Postgres sets the following default options for you:

  • MaxWords, MinWords (integers) – number of characters to be truncated before and after the text. Default is 35 and 15, respectively
  • ShortWord (integers) – words shorter than this length are removed from the result if it’s part of the beginning or end. Default: eliminates common English articles
  • HighlightAll (boolean) – default: false. Postgres returns only one document with the first match
  • MaxFragments (integer) – defines the number of fragments to be returned
  • StartSel, StopSel (strings) – specifies the string or HTML element used to highlight the matched text. Default is <b></b> HTML element
  • FragmentDelimiter(string) – When more than one fragment is returned, the fragments are separated by ”…”

In this example, the search queries are data and type.

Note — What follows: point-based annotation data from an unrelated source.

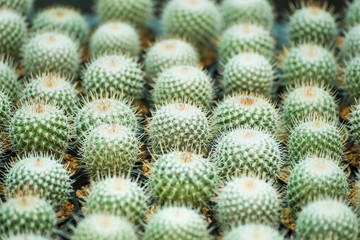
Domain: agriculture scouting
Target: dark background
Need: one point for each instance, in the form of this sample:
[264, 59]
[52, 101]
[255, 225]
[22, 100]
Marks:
[282, 6]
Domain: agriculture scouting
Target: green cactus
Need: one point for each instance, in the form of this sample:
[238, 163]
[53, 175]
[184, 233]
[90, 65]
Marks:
[168, 53]
[50, 52]
[248, 72]
[185, 83]
[13, 32]
[179, 126]
[176, 223]
[43, 176]
[118, 196]
[198, 21]
[104, 226]
[183, 178]
[248, 151]
[115, 37]
[62, 19]
[248, 200]
[25, 215]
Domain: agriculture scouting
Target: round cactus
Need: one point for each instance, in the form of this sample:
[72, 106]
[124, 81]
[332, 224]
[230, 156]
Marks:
[62, 19]
[26, 214]
[51, 88]
[245, 38]
[247, 150]
[114, 73]
[136, 12]
[186, 83]
[103, 226]
[198, 21]
[309, 62]
[115, 37]
[118, 196]
[312, 24]
[179, 126]
[13, 32]
[110, 149]
[248, 200]
[167, 53]
[176, 223]
[316, 135]
[256, 11]
[50, 52]
[106, 109]
[245, 109]
[40, 175]
[183, 178]
[327, 219]
[315, 178]
[40, 127]
[253, 232]
[248, 72]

The Options are in string format and you can extend it as follows:

SELECT
	ts_headline('english',
	'Database management systems are typically designed to organize data according to a specific pattern.
	 These patterns, called database types or database models, are the logical and structural foundations that determine how individual pieces of data are stored and managed.
	 There are many different database types, each with their own advantages and limitations.
	 The relational model, which organizes data into cross-referenced tables, rows, and columns, is often considered to be the default paradigm.',
	 to_tsquery('english', 'data & type'),
	 'HighlightAll=true, StartSel=<mark>, StopSel=</mark>, MaxFragments=2,FragmentDelimiter=💩'
);

Response:

Database management systems are typically designed to organize
<mark>data</mark> according to a specific pattern. These patterns, called
database <mark>types</mark> or database models, are the logical and structural
foundations that determine how individual pieces of <mark>data</mark>💩stored
and managed. There are many different database <mark>types</mark>, each with
their own advantages and limitations. The relational model, which organizes
<mark>data</mark> into cross-referenced tables, rows, and columns, is often
considered

You can read further in the Postgres docs.

Go forth and query thine database. 🤺